Davenport principal faces allegations of improper standardized testing

The former principal of Madison Elementary School faced the Iowa Board of Educational Examiners as the state worked to sort out allegation of standardized testing violations.

Sara Gott was credited with helping Madison School achieve award-winning status for achievement in teaching and learning in 2012. Madison moved from being one of the worst performing schools in Iowa to one of the best in the state.

The following year, Madison Elementary School and Gott came under scrutiny after the Davenport Community School District self-reported more than five times the district average, for erasures and corrected answers, happened on standardized tests administered to third-, fourth- and fifth-graders at Madison.
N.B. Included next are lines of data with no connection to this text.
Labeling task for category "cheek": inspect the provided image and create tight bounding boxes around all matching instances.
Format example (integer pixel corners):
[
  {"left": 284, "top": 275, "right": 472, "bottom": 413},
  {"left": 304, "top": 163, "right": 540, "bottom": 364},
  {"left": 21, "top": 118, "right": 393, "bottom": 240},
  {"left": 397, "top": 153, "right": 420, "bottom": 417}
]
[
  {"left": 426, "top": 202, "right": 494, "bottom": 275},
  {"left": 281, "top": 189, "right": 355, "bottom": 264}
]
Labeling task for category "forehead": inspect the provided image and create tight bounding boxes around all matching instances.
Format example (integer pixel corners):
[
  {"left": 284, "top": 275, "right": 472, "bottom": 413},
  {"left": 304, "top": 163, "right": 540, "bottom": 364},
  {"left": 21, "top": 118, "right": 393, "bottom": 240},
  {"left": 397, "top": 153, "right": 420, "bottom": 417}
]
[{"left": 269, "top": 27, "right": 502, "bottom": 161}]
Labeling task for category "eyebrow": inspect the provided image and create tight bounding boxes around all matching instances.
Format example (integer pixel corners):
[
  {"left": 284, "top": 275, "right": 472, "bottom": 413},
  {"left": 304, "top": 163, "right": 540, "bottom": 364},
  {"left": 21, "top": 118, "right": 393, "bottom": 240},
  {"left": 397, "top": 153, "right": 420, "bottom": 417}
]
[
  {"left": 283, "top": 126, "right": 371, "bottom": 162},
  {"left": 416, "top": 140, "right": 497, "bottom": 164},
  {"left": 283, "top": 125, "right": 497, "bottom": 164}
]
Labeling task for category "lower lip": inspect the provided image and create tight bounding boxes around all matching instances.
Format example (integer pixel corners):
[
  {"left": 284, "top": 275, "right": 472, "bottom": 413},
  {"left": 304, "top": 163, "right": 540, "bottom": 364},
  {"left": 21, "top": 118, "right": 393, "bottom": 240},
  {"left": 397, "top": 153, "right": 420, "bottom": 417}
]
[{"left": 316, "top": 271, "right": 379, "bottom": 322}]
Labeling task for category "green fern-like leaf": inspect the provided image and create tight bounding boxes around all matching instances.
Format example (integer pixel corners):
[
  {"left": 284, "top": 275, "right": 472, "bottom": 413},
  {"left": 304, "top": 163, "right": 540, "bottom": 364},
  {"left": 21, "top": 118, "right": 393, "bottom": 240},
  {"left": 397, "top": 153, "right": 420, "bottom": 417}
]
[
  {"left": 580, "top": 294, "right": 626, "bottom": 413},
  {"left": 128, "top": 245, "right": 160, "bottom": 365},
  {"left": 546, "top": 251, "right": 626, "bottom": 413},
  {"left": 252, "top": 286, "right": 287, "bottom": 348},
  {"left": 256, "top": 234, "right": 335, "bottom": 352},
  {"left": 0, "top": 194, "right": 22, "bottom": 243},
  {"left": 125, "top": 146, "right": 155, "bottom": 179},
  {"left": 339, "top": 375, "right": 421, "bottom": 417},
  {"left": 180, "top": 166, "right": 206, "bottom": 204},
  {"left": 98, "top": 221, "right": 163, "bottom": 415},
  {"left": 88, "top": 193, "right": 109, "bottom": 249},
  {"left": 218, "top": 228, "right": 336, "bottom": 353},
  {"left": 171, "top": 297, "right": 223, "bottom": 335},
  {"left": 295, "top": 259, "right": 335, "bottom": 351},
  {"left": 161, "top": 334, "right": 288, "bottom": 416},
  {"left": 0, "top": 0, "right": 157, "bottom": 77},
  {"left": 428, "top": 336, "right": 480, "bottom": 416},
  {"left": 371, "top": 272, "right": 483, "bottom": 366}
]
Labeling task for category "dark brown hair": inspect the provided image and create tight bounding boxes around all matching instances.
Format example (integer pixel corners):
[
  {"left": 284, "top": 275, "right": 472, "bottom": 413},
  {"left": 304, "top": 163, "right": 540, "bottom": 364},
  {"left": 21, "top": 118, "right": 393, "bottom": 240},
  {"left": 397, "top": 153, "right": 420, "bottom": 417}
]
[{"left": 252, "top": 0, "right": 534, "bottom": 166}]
The corrected answers boosted the students’ average reading score to 92% at Madison, more than 25% above the district average.
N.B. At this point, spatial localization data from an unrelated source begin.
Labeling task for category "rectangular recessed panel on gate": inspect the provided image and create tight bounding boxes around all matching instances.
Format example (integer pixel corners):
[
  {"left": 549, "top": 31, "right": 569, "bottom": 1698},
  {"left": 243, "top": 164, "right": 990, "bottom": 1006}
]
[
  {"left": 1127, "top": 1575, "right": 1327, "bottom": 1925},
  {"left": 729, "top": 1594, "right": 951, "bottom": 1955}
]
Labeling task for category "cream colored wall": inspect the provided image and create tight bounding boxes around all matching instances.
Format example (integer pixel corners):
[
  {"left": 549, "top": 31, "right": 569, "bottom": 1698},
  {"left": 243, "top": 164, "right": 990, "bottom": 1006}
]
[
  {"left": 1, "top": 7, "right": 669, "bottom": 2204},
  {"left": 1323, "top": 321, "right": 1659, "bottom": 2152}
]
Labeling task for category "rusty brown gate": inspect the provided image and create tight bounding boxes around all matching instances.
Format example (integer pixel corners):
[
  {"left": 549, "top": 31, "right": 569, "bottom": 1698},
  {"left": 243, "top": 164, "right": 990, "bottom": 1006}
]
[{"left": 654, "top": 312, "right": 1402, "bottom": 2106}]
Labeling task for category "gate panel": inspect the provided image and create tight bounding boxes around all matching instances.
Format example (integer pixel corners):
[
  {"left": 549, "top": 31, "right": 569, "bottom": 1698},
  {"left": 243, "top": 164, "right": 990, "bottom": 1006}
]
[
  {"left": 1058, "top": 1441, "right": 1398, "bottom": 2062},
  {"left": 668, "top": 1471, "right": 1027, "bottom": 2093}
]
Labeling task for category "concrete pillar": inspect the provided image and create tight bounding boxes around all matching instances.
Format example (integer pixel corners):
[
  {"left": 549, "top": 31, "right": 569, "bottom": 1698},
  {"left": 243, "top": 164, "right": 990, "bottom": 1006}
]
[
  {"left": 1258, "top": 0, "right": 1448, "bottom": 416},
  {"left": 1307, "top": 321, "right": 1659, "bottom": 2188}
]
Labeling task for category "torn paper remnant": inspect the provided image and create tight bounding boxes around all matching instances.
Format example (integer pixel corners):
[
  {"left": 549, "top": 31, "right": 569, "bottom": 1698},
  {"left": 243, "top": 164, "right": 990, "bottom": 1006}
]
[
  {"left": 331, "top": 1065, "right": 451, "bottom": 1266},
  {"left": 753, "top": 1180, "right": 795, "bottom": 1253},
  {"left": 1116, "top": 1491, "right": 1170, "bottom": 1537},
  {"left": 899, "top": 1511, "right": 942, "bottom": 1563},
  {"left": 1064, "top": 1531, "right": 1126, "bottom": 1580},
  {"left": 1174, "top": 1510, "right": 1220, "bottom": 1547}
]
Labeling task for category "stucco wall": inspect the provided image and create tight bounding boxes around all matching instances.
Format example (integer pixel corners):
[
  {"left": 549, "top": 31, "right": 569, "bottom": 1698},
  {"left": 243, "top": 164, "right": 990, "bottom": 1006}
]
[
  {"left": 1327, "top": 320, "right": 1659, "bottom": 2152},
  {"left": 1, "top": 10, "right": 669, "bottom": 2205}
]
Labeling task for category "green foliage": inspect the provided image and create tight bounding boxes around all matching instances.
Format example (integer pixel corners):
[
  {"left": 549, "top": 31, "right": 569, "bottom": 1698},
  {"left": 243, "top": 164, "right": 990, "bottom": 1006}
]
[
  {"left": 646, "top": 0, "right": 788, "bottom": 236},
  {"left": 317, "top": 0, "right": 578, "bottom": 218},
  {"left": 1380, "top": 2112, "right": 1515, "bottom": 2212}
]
Related: Iowa Assessment tests altered at Davenport elementary school

Gott was formally charged with two counts of misrepresenting or falsifying information and one count of unethical practice. The charges were part of a complaint filed by the Iowa Board of Educational Examiners.  The hearing regarding the accusations against Gott, who is now principal at Hayes Elementary, began Monday, July 21, 2014, in Des Moines.
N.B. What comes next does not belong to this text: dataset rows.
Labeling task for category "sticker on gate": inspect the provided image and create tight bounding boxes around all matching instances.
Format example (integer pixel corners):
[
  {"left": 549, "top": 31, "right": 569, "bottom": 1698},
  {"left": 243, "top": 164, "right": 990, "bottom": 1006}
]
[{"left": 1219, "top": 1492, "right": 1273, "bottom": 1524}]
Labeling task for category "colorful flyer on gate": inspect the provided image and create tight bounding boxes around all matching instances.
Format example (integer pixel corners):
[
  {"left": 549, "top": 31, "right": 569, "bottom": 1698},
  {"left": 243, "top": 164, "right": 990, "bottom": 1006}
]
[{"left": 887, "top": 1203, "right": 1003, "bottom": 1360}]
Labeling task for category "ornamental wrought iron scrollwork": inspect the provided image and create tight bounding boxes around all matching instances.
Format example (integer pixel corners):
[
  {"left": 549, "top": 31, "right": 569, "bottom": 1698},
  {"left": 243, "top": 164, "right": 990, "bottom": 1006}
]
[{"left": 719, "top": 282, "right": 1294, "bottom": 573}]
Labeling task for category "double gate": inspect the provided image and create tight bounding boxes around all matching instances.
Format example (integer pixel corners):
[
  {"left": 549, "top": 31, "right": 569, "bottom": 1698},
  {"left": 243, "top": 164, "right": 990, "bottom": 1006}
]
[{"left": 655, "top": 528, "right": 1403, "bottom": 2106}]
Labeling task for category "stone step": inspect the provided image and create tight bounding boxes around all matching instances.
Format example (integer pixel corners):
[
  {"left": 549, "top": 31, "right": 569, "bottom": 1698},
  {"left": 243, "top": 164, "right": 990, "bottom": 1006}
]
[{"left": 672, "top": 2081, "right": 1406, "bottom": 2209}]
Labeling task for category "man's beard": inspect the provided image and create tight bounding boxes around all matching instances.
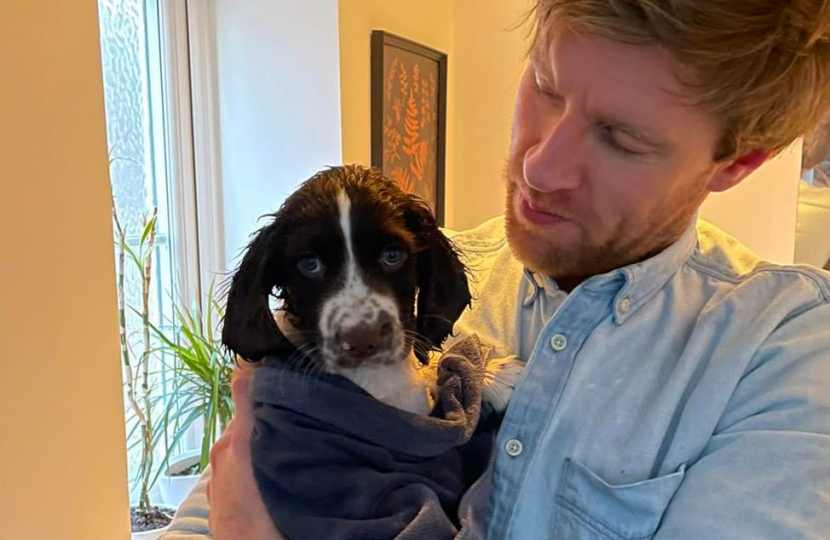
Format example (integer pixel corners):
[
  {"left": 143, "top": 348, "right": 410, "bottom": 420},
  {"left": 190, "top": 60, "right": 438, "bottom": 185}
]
[
  {"left": 504, "top": 181, "right": 625, "bottom": 279},
  {"left": 503, "top": 179, "right": 699, "bottom": 282}
]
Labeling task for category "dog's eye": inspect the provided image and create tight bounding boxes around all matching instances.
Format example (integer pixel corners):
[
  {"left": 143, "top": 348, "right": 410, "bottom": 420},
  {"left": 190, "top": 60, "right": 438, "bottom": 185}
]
[
  {"left": 297, "top": 254, "right": 324, "bottom": 277},
  {"left": 380, "top": 245, "right": 407, "bottom": 270}
]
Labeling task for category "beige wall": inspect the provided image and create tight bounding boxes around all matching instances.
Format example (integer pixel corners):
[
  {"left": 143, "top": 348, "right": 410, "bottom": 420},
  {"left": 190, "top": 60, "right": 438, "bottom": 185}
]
[
  {"left": 450, "top": 0, "right": 532, "bottom": 229},
  {"left": 0, "top": 1, "right": 130, "bottom": 539}
]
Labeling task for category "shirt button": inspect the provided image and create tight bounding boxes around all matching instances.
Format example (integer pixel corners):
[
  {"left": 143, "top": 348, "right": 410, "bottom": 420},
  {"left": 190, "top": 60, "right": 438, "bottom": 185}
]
[
  {"left": 505, "top": 439, "right": 523, "bottom": 457},
  {"left": 550, "top": 334, "right": 568, "bottom": 351},
  {"left": 618, "top": 297, "right": 631, "bottom": 313}
]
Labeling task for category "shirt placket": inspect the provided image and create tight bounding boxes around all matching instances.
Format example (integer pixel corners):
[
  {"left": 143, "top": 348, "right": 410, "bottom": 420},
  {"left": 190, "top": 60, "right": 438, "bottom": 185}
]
[{"left": 487, "top": 287, "right": 616, "bottom": 540}]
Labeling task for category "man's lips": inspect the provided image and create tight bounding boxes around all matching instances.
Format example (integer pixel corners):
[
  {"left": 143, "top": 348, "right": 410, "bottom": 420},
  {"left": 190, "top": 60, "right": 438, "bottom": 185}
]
[{"left": 516, "top": 190, "right": 570, "bottom": 226}]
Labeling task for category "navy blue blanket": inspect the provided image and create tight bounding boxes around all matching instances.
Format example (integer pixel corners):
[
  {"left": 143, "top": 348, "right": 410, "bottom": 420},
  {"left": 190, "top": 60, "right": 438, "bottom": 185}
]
[{"left": 249, "top": 335, "right": 497, "bottom": 540}]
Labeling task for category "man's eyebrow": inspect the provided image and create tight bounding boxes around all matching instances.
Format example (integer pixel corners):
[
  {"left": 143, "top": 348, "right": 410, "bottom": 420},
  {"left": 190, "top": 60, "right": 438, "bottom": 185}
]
[{"left": 529, "top": 48, "right": 556, "bottom": 84}]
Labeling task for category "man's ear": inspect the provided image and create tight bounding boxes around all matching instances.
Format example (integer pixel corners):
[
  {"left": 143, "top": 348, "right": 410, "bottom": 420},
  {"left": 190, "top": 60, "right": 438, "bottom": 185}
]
[{"left": 708, "top": 149, "right": 772, "bottom": 193}]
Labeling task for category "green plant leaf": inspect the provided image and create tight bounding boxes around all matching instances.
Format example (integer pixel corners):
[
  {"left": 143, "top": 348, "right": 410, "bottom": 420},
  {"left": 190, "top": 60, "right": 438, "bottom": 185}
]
[
  {"left": 140, "top": 212, "right": 158, "bottom": 248},
  {"left": 124, "top": 242, "right": 143, "bottom": 270}
]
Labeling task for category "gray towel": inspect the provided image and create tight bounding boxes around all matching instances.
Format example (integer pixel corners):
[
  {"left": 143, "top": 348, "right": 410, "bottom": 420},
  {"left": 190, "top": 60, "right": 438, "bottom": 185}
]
[{"left": 250, "top": 335, "right": 498, "bottom": 540}]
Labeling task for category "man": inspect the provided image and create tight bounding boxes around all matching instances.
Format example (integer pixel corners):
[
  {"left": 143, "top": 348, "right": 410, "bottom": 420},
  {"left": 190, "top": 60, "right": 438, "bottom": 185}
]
[{"left": 165, "top": 1, "right": 830, "bottom": 539}]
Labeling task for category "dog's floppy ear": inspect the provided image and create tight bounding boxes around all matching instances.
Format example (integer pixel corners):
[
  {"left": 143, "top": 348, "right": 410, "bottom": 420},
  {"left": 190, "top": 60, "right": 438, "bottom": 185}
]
[
  {"left": 406, "top": 199, "right": 472, "bottom": 364},
  {"left": 222, "top": 216, "right": 295, "bottom": 362}
]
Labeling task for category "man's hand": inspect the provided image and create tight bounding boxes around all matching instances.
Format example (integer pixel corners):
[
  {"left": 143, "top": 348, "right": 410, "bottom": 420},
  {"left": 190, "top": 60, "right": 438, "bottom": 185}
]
[{"left": 206, "top": 361, "right": 285, "bottom": 540}]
The charges could end her career in education.

Gott has denied the allegations against her. She said she thought she followed district protocol when she used copies of the previous year’s tests to help students prepare for the standardized tests and to identify areas that need improvement.

Her attorneys said district administrators shared concerns with Gott, before she became principal at Madison, that the school’s standardized test results had been unusually high, in comparison to the rest of the district, for a decade.

No criminal charges were filed, but Davenport Community Schools Superintendent Dr. Art Tate said it was clear the students did not make the erasures and corrections on the answer sheets.

The hearing was expected to conclude Wednesday, July 23. A decision could take several weeks.